Spesso gli adulti che affiancano gli adolescenti vivono la stessa spinta, frutto a sua volta di un narcisismo adolescente che volge lo sguardo al miraggio di un’età dell’oro; incarnazione della eterna bellezza, della freschezza e della forma fisica ossessivamente ricercata. Diventare genitori significa accettare la propria mutazione, così come una madre accetta il cambiamento del proprio corpo per accogliere e crescere una nuova vita e prepararsi al parto. Significa accogliere il nuovo che contiene una parte della sua origine e la forza del diverso e la potenza di cambiamento.
Nell’epoca della rete gli uomini sembrano incapaci di stabilire connessioni con chi è diverso da sé, presi da un sempre più marcato individualismo e da un’affermazione di sé che non lascia il tempo per l’incontro con la complessità dell’altro.

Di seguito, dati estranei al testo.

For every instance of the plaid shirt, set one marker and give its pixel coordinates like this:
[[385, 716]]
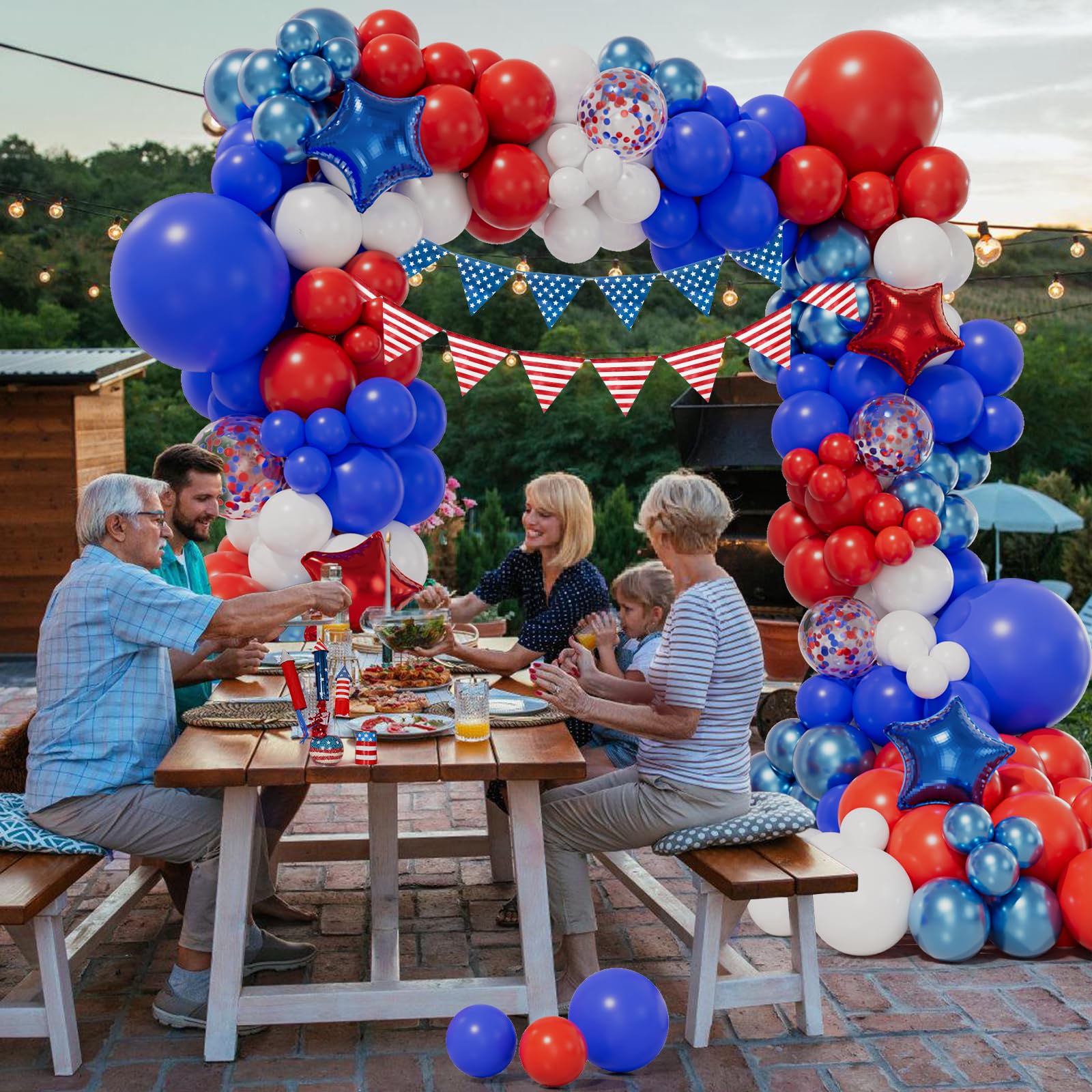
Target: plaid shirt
[[106, 700]]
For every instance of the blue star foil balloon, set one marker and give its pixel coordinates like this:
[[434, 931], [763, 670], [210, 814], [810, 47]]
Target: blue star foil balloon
[[948, 758], [374, 141]]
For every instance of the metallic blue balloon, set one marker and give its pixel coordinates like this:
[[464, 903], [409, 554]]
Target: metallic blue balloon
[[1022, 837], [1026, 922], [917, 491], [948, 920], [627, 53]]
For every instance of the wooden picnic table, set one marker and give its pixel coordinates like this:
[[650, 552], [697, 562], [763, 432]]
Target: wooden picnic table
[[240, 762]]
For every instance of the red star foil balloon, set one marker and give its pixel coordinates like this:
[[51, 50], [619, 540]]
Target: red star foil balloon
[[363, 573], [906, 328]]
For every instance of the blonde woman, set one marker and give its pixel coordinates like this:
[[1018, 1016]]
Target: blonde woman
[[693, 717]]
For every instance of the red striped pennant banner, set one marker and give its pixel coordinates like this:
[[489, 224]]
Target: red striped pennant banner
[[699, 365], [625, 377], [473, 360], [549, 374]]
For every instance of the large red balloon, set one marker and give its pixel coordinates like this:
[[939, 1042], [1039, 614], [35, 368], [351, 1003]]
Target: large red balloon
[[509, 187], [304, 373], [519, 101], [1064, 835], [453, 129], [870, 96]]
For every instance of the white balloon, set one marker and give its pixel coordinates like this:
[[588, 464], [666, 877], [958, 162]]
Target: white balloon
[[573, 235], [912, 254], [442, 203], [393, 223], [923, 584], [294, 523], [633, 198], [568, 188], [317, 225]]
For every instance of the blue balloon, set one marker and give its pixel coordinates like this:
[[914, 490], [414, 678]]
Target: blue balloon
[[951, 398], [1026, 922], [622, 1017], [282, 433], [805, 420], [431, 414], [857, 379], [693, 156], [835, 250], [329, 431], [992, 353], [948, 920], [480, 1041], [831, 755], [235, 278], [824, 700]]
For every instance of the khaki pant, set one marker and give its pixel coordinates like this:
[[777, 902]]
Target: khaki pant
[[173, 824], [620, 811]]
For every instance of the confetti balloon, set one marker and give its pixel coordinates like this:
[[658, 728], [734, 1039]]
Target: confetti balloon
[[624, 111], [251, 475], [893, 434], [838, 637]]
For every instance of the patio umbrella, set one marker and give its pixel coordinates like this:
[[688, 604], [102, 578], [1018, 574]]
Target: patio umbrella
[[1007, 507]]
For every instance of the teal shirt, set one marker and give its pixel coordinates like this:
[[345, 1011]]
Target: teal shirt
[[188, 573]]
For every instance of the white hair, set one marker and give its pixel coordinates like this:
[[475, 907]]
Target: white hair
[[113, 495]]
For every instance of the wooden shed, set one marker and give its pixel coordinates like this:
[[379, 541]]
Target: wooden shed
[[63, 420]]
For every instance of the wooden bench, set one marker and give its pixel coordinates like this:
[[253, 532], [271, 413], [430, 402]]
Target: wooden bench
[[788, 867]]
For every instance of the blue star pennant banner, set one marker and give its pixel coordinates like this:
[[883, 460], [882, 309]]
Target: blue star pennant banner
[[627, 294], [553, 293], [698, 281], [480, 280]]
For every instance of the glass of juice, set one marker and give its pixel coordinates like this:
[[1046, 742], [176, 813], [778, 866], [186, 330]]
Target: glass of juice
[[472, 709]]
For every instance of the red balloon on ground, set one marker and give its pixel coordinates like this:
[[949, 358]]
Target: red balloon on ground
[[870, 96]]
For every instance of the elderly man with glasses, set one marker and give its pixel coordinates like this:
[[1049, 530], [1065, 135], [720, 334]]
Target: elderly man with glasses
[[113, 640]]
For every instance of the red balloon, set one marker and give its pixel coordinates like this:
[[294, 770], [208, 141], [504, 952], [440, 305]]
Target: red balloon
[[553, 1052], [788, 527], [448, 63], [922, 526], [453, 129], [917, 844], [884, 511], [811, 184], [304, 373], [872, 201], [850, 554], [877, 789], [1064, 835], [519, 101], [933, 184], [807, 577], [893, 546], [870, 96], [391, 65], [509, 187]]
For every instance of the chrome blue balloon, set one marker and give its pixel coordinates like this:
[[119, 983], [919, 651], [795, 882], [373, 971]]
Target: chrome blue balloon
[[1026, 922], [948, 920], [1022, 837]]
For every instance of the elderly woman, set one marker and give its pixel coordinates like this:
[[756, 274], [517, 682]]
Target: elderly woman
[[693, 717]]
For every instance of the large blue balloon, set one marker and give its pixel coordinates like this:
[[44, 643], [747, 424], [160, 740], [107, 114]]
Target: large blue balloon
[[1030, 653], [200, 282]]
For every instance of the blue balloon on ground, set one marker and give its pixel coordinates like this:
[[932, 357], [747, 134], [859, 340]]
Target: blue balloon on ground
[[480, 1041], [234, 270], [622, 1017], [805, 420]]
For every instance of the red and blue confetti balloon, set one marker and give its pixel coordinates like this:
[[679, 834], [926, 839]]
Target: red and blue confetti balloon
[[838, 637]]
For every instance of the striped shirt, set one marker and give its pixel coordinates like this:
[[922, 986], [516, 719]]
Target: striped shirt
[[710, 659]]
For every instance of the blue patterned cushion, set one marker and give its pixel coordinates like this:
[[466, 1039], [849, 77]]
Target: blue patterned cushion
[[771, 815], [20, 835]]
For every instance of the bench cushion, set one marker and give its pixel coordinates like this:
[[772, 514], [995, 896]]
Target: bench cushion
[[771, 815]]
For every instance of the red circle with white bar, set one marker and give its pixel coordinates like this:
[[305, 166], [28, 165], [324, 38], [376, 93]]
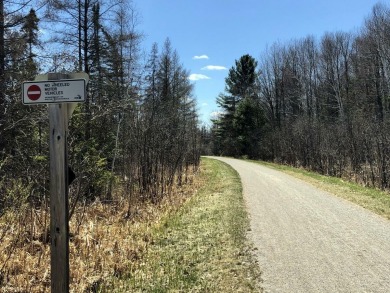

Vorrei concludere il mio intervento con le parole di padre Giuliano Stenico, fondatore del Ceis di Modena, nel libro “Etica del prendersi cura”: «Compito dell’adulto è quello di saper creare un’atmosfera familiare dove la serenità, l’attenzione, il rispetto reciproco, l’espressione dei sentimenti e dei vissuti di ognuno favoriscano scelte frutto di ascolto reciproco e di libertà. Ma è impossibile fare questo senza un reale e continuo coinvolgimento. Ogni assenteismo è dannoso. L’adulto deve essere autorevole, non autoritario. Per questo deve essere flessibile rispetto alle mutanti esigenze che ogni crescita comporta. Sottolineerei anche l’importanza che ciascuno sappia coltivare dei sogni, per aiutare i ragazzi a sognare e a non appiattirsi su una visione troppo realistica della vita».